2025-02-21 11:52 [PATCH net-next 0/2] page_pool: Convert stats to u64_stats_t Sebastian Andrzej Siewior
2025-02-21 11:52 ` [PATCH net-next 1/2] page_pool: Convert page_pool_recycle_stats " Sebastian Andrzej Siewior
2025-02-21 11:52 ` [PATCH net-next 2/2] page_pool: Convert page_pool_alloc_stats " Sebastian Andrzej Siewior
@ 2025-02-21 17:10 ` Joe Damato
2025-02-26 10:27 ` Sebastian Andrzej Siewior
2 siblings, 1 reply; 12+ messages in thread
From: Joe Damato @ 2025-02-21 17:10 UTC (permalink / raw)
To: Sebastian Andrzej Siewior
Cc: linux-rdma, netdev, David S. Miller, Andrew Lunn, Eric Dumazet,
Ilias Apalodimas, Jakub Kicinski, Jesper Dangaard Brouer,
Leon Romanovsky, Paolo Abeni, Saeed Mahameed, Simon Horman,
Tariq Toukan, Thomas Gleixner, Yunsheng Lin
On Fri, Feb 21, 2025 at 12:52:19PM +0100, Sebastian Andrzej Siewior wrote:
> This is a follow-up on
> https://lore.kernel.org/all/20250213093925.x_ggH1aj@linutronix.de/
>
> to convert the page_pool statistics to u64_stats_t to avoid u64 related
> problems on 32bit architectures.
> While looking over it, the comment for recycle_stat_inc() says that it
> is safe to use in preemptible context.
I wrote that comment because it's an increment of a per-cpu counter.
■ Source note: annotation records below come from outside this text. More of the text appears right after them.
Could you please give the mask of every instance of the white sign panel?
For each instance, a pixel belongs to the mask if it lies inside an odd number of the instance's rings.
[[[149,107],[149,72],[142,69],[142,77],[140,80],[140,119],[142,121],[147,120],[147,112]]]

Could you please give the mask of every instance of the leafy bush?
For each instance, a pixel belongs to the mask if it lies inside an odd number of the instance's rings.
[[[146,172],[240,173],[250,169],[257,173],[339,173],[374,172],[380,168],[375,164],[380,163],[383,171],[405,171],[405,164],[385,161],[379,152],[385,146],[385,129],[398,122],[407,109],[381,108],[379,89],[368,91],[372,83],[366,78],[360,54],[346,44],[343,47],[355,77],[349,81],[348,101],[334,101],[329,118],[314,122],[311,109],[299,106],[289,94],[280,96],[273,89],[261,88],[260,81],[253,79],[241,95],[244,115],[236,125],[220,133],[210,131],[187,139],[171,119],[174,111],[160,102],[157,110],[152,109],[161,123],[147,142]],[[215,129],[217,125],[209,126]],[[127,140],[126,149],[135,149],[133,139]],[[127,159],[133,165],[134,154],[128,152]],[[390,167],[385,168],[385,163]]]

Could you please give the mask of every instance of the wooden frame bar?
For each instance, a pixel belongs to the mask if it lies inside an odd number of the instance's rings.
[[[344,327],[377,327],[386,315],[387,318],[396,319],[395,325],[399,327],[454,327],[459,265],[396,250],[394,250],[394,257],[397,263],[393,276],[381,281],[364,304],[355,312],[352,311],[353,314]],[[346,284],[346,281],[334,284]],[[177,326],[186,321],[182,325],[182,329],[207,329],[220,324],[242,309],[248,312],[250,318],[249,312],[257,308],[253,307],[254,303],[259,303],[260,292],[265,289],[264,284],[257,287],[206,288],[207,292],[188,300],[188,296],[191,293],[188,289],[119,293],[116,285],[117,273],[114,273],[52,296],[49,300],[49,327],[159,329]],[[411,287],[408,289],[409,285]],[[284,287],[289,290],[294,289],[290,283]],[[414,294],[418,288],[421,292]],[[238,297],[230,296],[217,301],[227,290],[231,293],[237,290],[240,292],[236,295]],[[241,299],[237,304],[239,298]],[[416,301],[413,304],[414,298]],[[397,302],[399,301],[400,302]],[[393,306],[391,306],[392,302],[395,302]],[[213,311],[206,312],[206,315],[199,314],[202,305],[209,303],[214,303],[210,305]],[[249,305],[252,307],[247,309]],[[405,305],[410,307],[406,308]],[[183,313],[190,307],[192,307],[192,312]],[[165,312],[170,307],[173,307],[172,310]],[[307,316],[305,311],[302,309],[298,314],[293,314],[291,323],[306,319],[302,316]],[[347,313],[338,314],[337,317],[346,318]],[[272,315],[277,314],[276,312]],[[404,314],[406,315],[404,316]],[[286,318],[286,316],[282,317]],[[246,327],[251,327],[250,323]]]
The documentation in Documentation/core-api/this_cpu_ops.rst
explains in more depth, but this_cpu_inc is safe to use without
worrying about pre-emption and interrupts.
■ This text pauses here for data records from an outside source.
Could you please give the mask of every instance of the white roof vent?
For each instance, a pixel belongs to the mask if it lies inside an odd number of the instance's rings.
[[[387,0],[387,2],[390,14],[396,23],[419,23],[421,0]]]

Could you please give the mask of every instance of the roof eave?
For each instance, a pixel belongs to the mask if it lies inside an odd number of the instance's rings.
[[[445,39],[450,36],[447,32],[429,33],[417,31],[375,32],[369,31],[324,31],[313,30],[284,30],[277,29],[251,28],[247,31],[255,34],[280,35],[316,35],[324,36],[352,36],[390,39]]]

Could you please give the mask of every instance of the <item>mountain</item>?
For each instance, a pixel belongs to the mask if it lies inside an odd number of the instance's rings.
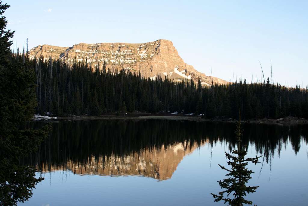
[[[60,59],[72,63],[75,59],[100,67],[105,62],[106,70],[129,69],[140,71],[146,77],[155,78],[160,76],[163,79],[167,76],[175,81],[192,79],[196,82],[200,77],[202,85],[212,84],[211,76],[199,72],[185,63],[172,42],[165,40],[143,44],[80,43],[71,47],[43,44],[32,48],[29,52],[31,59],[39,57],[42,53],[45,60],[51,57],[53,59]],[[229,83],[216,77],[213,78],[213,81],[214,84]]]
[[[207,143],[206,141],[201,145]],[[63,164],[43,164],[36,169],[47,172],[71,170],[79,174],[107,175],[141,175],[160,180],[171,178],[178,165],[186,155],[198,147],[190,141],[175,145],[163,145],[151,149],[142,150],[124,157],[112,155],[95,158],[89,156],[84,162],[69,160]]]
> The 32bit update is split into two 32bit writes and if we get
> preempted in the middle and another one makes an update then the
> value gets inconsistent and the previous update can overwrite the
> following. (Rare but still).
Have you seen this? Can you show the generated assembly which
suggests that this occurs? It would be helpful if you could show the
before and after 32-bit assembly code.
I am asking because in arch/x86/include/asm/percpu.h a lot of care
is taken to generate the correct assembly for various sizes and I
am skeptical that this_cpu_inc behaves correctly on 64bit but
incorrectly on 32bit x86. It's certainly possible, but IMHO, we
should be sure that this is the case.
If you could show that the generated assembly on 32bit was not
prempt/irq safe then probably we'd also want to update the
this_cpu_ops documentation?
> I don't know if it is ensured that only *one* update can happen because
> the stats are per-CPU and per NAPI device. But there will be now a
> warning on 32bit if this is really attempted in preemptible context.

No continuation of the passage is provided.